Tonight I was thinking about the importance of the number of indexed weblogs when choosing a search service. PubSub claims to track 6.6 million sources, Technorati claims to track 4.7 million weblogs, and Feedster claims to track 1.1 million feeds. What can the target audience of these services do with this information? I decided to do some comparative research from the point of view of a marketing department tracking the buzz around their new advertising campaign.

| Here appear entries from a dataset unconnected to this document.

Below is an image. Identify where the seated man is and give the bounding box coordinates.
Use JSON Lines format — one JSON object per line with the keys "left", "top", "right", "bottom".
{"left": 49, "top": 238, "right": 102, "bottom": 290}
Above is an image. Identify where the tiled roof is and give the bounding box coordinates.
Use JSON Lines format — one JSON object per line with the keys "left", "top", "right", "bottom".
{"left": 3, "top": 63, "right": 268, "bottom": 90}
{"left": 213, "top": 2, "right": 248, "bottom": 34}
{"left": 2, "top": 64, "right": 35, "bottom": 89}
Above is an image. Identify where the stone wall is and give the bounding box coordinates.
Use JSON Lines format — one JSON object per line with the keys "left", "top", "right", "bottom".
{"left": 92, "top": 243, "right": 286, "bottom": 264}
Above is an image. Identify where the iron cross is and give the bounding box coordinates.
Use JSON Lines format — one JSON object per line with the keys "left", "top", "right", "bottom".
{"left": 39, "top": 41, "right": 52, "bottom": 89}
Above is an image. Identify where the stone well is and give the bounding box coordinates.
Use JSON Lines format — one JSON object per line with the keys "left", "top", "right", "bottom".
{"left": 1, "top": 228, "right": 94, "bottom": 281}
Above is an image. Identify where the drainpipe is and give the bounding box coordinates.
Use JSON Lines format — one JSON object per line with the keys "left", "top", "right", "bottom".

Kevin Kringle is a digital word-of-mouth marketing campaign created by Best Buy and SMG Reverb. The marketing campaign is officially under a month old so it should be a good proving ground for live searches. The search phrase is “Kevin Kringle” in all cases.
- 22,500 results
- Last mention 5 days ago
- Yahoo!
- 10,300 results
- Feedster
- 21 results
- Last mention 3 days ago
- Technorati
- 8 results
- Last mention 5 days ago
- Bloglines
- 2 results
- Last mention 11 days ago
Still waiting on results from PubSub. Feedster’s results page shows 100 results even though there are only 21. Feedster phrase search did not display correctly on my results pages.
The big search engines (Google, Yahoo!) performed better than I thought they would although you cannot yet subscribe to a search from a big search engine. Despite errors presenting the data, Feedster appeared to have the most results and most recently updated listings. Technorati and Feedster could both do a better job with on-page promotions of persistent search capabilities.